Saturday, November 24, 2018

RALPH BREAKS THE INTERNET - Disney's Unbroken Streak

It's a testament to Disney's cyclically eternal appeal that they're thought of as the mostly-unquestioned masters of feature animation, even though - from the very beginning of their forays into film - the studio has gone through fallow periods. Only a few years after Snow White, Disney released a financial flop with Fantasia. Their output during much of World War II was relegated to shorts and propaganda films. The studio floundered in the wake of Walt's Death and damn near shuttered their entire animation department for good in the '80s, got mired in direct-to-video garbage in the '90s, and they've apparently abandoned 2D animation in the wake of 2009's The Princess and the Frog.

And yet, they always follow their lean years with a run of highly successful and quality films, and Disney is currently in their longest-running streak of good-to-great animated movies. If there were an obvious choice to buck that trend, the meme-soaked sequel to 2012's Wreck-It Ralph would have been it, but it's not looking like Game Over any time soon.



Following up the original surprisingly touching video game mashup presents one of the most subtlety challenging prospects faced by a studio with a traditionally rocky relationship with sequels. While Pixar managed a near-perfect trilogy in the Toy Story films and this year's Incredibles 2 managed to be joyously refreshing even in today's saturated superhero landscape, the last direct sequel from Disney Animation Studios was 1990's The Rescuers Down Under - which, admit it, you'd probably forgotten about.
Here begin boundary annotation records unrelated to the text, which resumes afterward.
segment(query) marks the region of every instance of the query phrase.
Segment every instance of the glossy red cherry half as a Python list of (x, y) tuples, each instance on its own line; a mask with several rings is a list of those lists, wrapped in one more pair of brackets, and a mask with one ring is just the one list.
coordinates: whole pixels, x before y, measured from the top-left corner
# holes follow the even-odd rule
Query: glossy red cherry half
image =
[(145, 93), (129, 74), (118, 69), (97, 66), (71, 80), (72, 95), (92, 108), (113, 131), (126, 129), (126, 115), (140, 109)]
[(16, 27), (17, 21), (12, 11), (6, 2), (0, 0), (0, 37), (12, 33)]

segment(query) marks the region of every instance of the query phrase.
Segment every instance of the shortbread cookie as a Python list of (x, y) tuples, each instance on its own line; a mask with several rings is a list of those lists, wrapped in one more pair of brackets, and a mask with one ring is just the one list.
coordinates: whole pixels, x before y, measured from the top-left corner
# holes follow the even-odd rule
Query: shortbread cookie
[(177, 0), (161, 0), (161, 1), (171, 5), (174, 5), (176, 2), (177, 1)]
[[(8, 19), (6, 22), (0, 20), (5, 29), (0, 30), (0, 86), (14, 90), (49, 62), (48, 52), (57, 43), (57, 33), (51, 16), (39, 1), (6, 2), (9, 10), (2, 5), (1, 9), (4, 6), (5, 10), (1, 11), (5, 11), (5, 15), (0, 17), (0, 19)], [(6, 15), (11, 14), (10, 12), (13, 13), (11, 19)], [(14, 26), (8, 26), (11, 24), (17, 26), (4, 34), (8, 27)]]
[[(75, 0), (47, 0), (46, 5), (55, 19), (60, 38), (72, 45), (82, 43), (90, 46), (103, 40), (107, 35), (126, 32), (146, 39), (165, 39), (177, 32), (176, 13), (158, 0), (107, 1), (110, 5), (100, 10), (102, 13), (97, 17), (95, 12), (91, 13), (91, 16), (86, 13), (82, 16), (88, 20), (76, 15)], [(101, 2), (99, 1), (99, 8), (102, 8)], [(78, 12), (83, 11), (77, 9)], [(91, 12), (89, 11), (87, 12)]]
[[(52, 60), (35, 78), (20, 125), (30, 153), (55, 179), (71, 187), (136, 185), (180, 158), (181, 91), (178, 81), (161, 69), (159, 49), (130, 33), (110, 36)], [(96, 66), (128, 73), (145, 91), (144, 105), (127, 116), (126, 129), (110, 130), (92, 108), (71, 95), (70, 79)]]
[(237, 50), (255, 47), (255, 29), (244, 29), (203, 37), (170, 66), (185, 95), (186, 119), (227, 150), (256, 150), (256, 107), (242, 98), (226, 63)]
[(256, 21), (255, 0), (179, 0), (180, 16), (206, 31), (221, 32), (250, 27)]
The original Ralph was about as self-contained as stories get, seemingly using up everything in its conceptual arsenal in favor of four complete character arcs and a richly detailed world. "Where does one go from there?" you may ask.

Well, from the film's marketing, you'd be forgiven for thinking "Uh, they go to the internet! Duh." But no, the answer is a film that spends nearly 2 hours talking directly to the parents of its own target audience about how to handle their children growing up and leaving home.

Six years after becoming best friends, Wreck-It Ralph (of fictional arcade game Fix-It Felix Jr.) and Princess Vanellope (of the racer Sugar Rush) spend their days in Litwak's Arcade as avatars in their respective games and their nights hanging out, swapping stories and jokes, visiting other acrade games, and drinking root beer. Ralph, who'd spent nearly 30 years being ostracized because of his day job as a game antagonist, couldn't be happier, but Vanellope is starting to feel the constraints of predictable routine. When her game ends up broken and she and Ralph must take to the internet to secure a pricy accessory to keep her cabinet running, Vanellope treats the sojourn to cyberspace as a welcome adventure into the unknown, while Ralph is eager to get the errand accomplished as quickly and safely as possible so he can go home and things can go back to normal.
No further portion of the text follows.